First, macro fundamentals are favorable. Credit growth is expected to remain high, at 15-20 percent; interest rates stay low; public investment disbursement remains a key driver; and exports and domestic consumption are recovering strongly.

Major private corporations such as Vingroup (VIC), Hoa Phat (HPG), Masan (MSN), VietJet (VJC), Gelex (GEX), Vinhomes (VHM), Techcombank (TCB) and VPBank (VPB) are direct beneficiaries of policies supporting private enterprises and preferential credit. These have been core drivers of the VN-Index’s strong rally from April to October.

Second, the prospects of Vietnam’s stock market being officially upgraded by FTSE to emerging market status in 2026 are increasingly clear. If successful, foreign inflows could reach $2-4 billion within 6-12 months of the upgrade, according to several institutional forecasts, similar to what occurred in Kuwait (2020) and Saudi Arabia (2019). This would significantly boost liquidity and valuations.
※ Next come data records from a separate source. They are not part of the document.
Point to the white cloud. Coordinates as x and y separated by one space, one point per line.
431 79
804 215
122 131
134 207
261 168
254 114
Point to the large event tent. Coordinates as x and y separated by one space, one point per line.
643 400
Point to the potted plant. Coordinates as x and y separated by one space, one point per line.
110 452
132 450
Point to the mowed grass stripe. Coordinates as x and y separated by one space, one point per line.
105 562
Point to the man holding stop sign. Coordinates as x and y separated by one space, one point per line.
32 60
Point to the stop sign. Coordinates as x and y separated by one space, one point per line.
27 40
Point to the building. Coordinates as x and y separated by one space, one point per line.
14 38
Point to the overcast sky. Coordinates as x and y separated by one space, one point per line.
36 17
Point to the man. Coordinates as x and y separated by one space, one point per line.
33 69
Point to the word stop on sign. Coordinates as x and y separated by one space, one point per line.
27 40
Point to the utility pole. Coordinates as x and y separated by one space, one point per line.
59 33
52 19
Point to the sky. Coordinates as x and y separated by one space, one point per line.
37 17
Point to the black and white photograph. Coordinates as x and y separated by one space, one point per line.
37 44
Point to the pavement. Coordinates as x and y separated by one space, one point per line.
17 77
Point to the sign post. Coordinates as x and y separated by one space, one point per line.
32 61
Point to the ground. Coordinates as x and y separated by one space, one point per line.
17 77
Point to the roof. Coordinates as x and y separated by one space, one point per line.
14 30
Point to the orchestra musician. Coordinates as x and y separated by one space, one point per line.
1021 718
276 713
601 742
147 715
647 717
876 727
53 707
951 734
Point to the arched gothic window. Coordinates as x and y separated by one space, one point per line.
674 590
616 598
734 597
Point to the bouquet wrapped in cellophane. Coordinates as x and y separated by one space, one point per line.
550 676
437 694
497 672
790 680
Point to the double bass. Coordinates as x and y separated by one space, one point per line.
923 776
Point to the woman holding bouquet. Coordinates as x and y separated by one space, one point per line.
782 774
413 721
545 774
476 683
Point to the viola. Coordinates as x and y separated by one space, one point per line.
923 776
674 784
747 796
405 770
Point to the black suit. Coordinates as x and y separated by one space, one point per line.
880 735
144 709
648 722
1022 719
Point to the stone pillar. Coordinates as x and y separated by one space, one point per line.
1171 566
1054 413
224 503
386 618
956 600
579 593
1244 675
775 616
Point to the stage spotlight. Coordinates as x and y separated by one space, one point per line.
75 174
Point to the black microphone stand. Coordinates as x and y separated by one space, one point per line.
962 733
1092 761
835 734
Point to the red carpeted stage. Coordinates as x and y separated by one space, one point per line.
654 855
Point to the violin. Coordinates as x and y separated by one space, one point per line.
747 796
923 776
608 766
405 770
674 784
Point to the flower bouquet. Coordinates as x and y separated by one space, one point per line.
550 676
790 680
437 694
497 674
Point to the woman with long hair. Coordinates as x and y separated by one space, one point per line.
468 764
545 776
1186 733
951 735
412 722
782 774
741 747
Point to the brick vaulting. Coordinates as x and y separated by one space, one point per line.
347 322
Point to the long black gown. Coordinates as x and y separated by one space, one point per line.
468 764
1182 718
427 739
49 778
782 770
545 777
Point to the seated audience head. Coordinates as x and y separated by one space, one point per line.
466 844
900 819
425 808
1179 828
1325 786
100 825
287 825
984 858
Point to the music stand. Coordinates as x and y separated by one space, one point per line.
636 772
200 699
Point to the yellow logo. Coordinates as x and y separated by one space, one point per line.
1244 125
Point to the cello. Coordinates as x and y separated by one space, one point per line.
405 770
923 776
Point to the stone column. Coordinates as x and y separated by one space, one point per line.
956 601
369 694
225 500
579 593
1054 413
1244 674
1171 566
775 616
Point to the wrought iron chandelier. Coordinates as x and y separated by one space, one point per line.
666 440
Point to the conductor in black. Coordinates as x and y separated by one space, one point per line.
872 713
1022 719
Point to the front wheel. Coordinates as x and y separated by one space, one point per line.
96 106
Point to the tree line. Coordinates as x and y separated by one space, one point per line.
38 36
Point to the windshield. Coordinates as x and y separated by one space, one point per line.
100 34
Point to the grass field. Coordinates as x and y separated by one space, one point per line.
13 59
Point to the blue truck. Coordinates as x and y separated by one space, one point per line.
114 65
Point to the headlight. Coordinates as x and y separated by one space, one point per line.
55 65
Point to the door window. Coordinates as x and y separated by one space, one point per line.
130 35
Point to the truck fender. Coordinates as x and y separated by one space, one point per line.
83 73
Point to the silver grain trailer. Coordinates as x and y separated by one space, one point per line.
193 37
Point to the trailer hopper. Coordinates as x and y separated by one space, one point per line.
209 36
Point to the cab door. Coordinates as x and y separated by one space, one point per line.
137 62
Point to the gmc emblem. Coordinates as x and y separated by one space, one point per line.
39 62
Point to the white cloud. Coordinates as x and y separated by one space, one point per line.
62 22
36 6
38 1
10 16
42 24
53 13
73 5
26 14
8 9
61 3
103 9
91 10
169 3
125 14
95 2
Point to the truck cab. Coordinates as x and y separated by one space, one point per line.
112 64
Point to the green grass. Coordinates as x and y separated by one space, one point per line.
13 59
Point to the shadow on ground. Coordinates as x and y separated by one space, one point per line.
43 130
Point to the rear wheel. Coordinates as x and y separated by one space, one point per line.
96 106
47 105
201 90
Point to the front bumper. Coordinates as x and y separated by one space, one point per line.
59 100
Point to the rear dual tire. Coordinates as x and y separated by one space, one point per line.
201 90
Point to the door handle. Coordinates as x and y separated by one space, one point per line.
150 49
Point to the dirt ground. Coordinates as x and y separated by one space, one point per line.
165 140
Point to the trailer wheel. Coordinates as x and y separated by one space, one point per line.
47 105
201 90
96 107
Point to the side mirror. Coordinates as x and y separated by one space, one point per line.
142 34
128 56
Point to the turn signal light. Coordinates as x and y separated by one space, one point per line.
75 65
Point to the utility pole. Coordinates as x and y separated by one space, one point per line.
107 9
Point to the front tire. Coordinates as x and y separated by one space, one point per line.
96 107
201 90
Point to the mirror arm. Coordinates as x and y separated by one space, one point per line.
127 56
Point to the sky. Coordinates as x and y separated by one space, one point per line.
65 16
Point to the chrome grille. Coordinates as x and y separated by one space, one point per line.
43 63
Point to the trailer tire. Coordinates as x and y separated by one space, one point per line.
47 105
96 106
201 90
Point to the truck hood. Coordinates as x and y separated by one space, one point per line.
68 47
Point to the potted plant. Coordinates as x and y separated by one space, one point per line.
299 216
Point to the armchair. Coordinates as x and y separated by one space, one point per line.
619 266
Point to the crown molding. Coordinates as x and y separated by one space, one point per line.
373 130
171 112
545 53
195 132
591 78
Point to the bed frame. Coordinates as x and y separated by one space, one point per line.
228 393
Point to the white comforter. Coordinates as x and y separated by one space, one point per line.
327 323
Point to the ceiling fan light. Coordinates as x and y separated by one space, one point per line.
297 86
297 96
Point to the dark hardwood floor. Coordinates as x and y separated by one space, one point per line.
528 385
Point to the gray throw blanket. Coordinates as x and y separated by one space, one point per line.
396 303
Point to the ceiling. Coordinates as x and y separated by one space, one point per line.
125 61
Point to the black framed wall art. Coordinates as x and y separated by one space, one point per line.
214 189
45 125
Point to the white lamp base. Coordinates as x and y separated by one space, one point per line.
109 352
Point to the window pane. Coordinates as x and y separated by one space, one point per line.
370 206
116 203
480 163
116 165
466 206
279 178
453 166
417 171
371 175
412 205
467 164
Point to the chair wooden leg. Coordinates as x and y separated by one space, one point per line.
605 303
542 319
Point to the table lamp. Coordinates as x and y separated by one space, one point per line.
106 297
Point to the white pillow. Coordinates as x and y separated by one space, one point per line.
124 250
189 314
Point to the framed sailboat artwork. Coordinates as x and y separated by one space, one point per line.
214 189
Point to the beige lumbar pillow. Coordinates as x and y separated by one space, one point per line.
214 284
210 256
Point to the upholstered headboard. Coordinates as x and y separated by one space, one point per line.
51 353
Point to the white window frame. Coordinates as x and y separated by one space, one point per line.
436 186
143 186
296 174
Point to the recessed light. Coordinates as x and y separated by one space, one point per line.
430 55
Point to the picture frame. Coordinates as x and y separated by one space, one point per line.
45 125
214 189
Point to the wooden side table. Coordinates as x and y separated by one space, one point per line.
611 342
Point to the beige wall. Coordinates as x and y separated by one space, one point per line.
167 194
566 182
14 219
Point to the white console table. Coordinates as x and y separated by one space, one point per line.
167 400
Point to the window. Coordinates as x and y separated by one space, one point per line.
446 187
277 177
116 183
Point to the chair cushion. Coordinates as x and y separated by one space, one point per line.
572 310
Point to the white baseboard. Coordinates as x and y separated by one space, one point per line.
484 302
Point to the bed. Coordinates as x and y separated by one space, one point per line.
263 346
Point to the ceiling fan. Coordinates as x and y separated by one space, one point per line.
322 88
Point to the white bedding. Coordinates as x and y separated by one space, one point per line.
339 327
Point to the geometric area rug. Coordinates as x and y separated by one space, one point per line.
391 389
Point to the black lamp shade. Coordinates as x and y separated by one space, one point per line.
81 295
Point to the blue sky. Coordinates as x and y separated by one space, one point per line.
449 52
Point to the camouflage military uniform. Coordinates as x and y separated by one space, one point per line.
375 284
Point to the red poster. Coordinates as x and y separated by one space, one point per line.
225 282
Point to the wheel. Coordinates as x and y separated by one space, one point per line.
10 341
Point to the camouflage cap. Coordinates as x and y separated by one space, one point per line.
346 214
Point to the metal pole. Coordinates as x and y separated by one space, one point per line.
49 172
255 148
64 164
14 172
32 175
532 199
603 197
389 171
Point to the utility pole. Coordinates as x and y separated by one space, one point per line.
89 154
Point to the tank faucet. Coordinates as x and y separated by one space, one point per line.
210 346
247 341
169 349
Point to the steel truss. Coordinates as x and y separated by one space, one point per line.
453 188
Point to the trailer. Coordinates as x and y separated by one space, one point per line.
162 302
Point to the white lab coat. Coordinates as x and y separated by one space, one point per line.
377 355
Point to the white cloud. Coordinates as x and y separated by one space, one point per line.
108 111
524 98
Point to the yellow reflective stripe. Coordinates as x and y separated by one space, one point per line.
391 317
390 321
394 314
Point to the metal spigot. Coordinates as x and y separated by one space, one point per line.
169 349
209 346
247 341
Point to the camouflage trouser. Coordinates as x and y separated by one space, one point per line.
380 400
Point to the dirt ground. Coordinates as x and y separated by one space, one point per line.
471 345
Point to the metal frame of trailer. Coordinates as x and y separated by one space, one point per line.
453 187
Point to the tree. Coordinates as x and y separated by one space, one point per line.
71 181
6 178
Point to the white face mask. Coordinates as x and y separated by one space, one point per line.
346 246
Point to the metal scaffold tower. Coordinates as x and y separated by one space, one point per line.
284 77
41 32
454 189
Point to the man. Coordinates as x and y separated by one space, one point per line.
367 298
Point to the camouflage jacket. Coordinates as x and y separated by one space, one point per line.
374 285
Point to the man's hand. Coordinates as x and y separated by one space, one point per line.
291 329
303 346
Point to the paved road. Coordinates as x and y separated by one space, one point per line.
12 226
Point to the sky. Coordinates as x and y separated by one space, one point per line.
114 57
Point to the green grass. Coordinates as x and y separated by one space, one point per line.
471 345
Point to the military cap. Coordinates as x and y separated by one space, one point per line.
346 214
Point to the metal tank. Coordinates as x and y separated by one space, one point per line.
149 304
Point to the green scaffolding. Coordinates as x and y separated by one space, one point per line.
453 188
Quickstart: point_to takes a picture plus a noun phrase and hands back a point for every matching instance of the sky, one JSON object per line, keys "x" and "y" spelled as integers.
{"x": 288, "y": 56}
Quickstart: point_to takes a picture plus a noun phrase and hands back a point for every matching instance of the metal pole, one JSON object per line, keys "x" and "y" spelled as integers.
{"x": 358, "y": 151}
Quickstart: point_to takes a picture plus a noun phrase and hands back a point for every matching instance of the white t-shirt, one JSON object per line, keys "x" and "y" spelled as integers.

However, in the short term, the market may still face adjustment pressure. As of last week (December 6), the VN-Index had risen for four consecutive weeks, closing at 1,741.32 points, just 3 percent below its all-time high. The VN30 group has surged the most, while midcaps and smallcaps remain 10–30 percent below their peaks. Although liquidity has improved, it remains modest at VND26 trillion to VND28 trillion/session, which is not commensurate with the index's growth momentum.

Many securities companies agree that the VN-Index is encountering a strong resistance zone at 1,760–1,770 points, with potential consolidation or volatility in December 2025 and Q1 2026. However, the medium- and long-term trend remains upward, as liquidity and interbank interest rate pressures have been addressed promptly by the SBV (raising the OMO rate to 4.5 percent and conducting USD forward sales).

According to CSI Securities, currently, the VN-Index is approaching the resistance zone around the 1,760 mark and shows signs of increasing selling pressure in this area, unable to break through yet.

A short-term correction after four weeks of gains is possible, with the index retreating to the 1,720-point support zone before resuming its upward trend.

Pinetree Securities notes that the market has already priced in negative news and formed a medium-term bottom at 1,580 points on November 10. From here, the upward trend will continue, sooner or later.